Pienso, luego digo - de julio de 2019

                Resultaba casi siempre muy recurrente, seguramente por eso era de sobra conocido, aquello que se decía cuando terminabas la mili y a la hora de cumplimentar los datos que tenían que ponerse en la cartilla militar, cuando llegaban al apartado que reflejaba el valor del soldado, siempre se ponía se le supone, porque nunca se tuvo oportunidad de demostrarlo.

                Algo parecido suele ocurrir cuando un nuevo rostro se va asomando por el albero político y al resultar del todo desconocido, cuando uno piensa en su honestidad y honradez, recurrimos a aquel tópico que nunca se ha ido del todo, aunque la mili ya no sea obligatoria.
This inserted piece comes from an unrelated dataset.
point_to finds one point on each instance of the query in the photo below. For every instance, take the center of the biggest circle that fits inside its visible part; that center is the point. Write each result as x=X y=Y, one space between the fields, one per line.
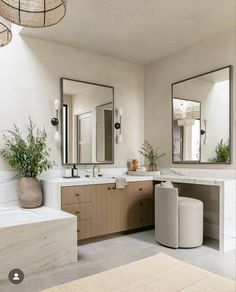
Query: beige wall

                Pero qué va ocurriendo cuando después de años se va dejando el cargo que han asumido, eso ya es harina de otro costal y viendo lo que muchos analistas de la vida política y sobre todo de cada vez más políticos, al hacer un balance de la gestión que asumieron, muchas veces, la mayoría, no pasarían con éxito la prueba del algodón y es cuando se buscan ejemplos de honradez y buena gestión y son pocos los que se quedan en el recuerdo por poseer estas virtudes.

                Eso va haciendo que los que asumen un cargo en la vida y la gestión pública, accedan a un estatus, una posición y unas prebendas, que ya se va generalizando y no precisamente por la buena gestión y el recuerdo que han dejado.

                Viene esto a mi mente después de leer un interesante artículo de uno de esos raros periodistas íntegros y que estoy convencido que cada noche, es de los que tienen la suerte de poder dormir a pierna suelta, porque se arropan cada noche con su conciencia y ésta, se encuentra muy limpia.

                Trataba de recordar este periodista ese ejemplo de servidor público que antepuso su honradez a dejarse manipular y lucrarse con el importante cargo en el que le habían puesto los que confiaban en él y también debía de ser de los que duermen a pierna suelta porque nunca llegó a defraudar a los que en él depositaron su confianza.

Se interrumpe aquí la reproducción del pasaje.